My first impression of Scratch was so Toy Town that I almost walked away, but then the old Byte training kicked in and nagged me to write The Sieve of Eratosthenes benchmark. It took me half an hour to grasp the principles, the program stretched to all of 10 "lines", looked like a colourful Lego picture, and required a leisurely 40 seconds to find the first 10000 primes. I rapidly knocked out some other old chestnuts like Fibonacci and Factorial to convince myself Scratch could do maths, then had the brainwave of reviving an abandoned Ruby project I called Critters, an animated ecosystem in which various bacteria-like species swim around eating each other, recognising their preferred prey by colour. I'd scrapped my Ruby version when the graphics became too tedious, but Scratch got an impressive version working inside an evening, thanks to predefined blocks that detect whether one sprite or colour is touching another, and a built-in sprite editor to draw the critters. That done, my other old favourite - an animated real-time bank queue simulation - submitted equally gracefully.

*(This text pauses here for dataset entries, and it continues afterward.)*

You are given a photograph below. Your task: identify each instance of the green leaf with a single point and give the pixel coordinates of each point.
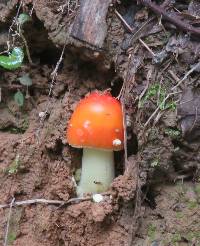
(25, 80)
(19, 98)
(23, 18)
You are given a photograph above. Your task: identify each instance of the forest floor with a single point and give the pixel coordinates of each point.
(153, 67)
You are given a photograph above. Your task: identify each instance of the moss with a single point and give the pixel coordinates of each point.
(11, 238)
(176, 238)
(179, 215)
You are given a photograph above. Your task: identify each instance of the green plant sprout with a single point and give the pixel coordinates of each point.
(158, 93)
(14, 166)
(13, 60)
(172, 133)
(19, 96)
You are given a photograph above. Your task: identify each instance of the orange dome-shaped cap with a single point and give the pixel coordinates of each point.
(97, 122)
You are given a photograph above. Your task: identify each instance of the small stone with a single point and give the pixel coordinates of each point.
(97, 198)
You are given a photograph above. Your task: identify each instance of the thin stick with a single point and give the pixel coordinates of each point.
(147, 47)
(186, 75)
(159, 10)
(8, 222)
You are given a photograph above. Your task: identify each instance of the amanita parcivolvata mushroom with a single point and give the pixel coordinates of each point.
(96, 125)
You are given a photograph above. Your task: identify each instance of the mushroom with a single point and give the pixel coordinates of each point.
(96, 125)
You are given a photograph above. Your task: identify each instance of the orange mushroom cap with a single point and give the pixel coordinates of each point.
(97, 122)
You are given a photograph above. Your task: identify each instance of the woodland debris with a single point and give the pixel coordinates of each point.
(90, 24)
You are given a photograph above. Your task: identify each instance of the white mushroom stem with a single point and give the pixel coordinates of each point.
(97, 171)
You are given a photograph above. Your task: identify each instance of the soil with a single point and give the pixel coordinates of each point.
(155, 197)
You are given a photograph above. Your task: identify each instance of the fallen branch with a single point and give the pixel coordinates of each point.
(50, 202)
(45, 201)
(174, 19)
(8, 221)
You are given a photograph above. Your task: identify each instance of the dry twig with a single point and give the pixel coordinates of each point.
(8, 221)
(174, 19)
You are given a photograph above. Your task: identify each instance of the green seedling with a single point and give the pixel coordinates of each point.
(13, 60)
(14, 166)
(19, 98)
(172, 133)
(151, 231)
(158, 94)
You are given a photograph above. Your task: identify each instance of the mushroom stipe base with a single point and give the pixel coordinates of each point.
(97, 171)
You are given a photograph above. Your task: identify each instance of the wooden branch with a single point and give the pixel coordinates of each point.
(90, 24)
(173, 18)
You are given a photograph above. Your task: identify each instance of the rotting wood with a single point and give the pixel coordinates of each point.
(90, 24)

Scratch has several, deliberate, limitations. It supports lists and parameterised procedures, but neither are first-class objects that you can pass as parameters, which limits the level of abstraction you can achieve. Everything is tangible, thus overcoming another steep obstacle faced by novices (at the cost of failing to teach them abstraction). The only I/O is export and import of text files into lists (surprisingly usable) and the ability to talk to Arduino and Lego WeDo controller boards. While reading up about Scratch I discovered that a group at Berkeley has created a derivative called Snap! which extends Scratch by introducing first-class lists and local procedure variables. I duly tried it and it works well, but to my own amazement I actually prefer the challenges that Scratch poses to an experienced programmer! In our programming world of 2014, every development tool from C++ through Javascript to Python employs OOP, and I no longer need to defend the technique, but Scratch looks to me like by far the most fun way to teach it.  

[Dick Pountain had rather hoped that his second childhood might no longer involve computers - dammit!]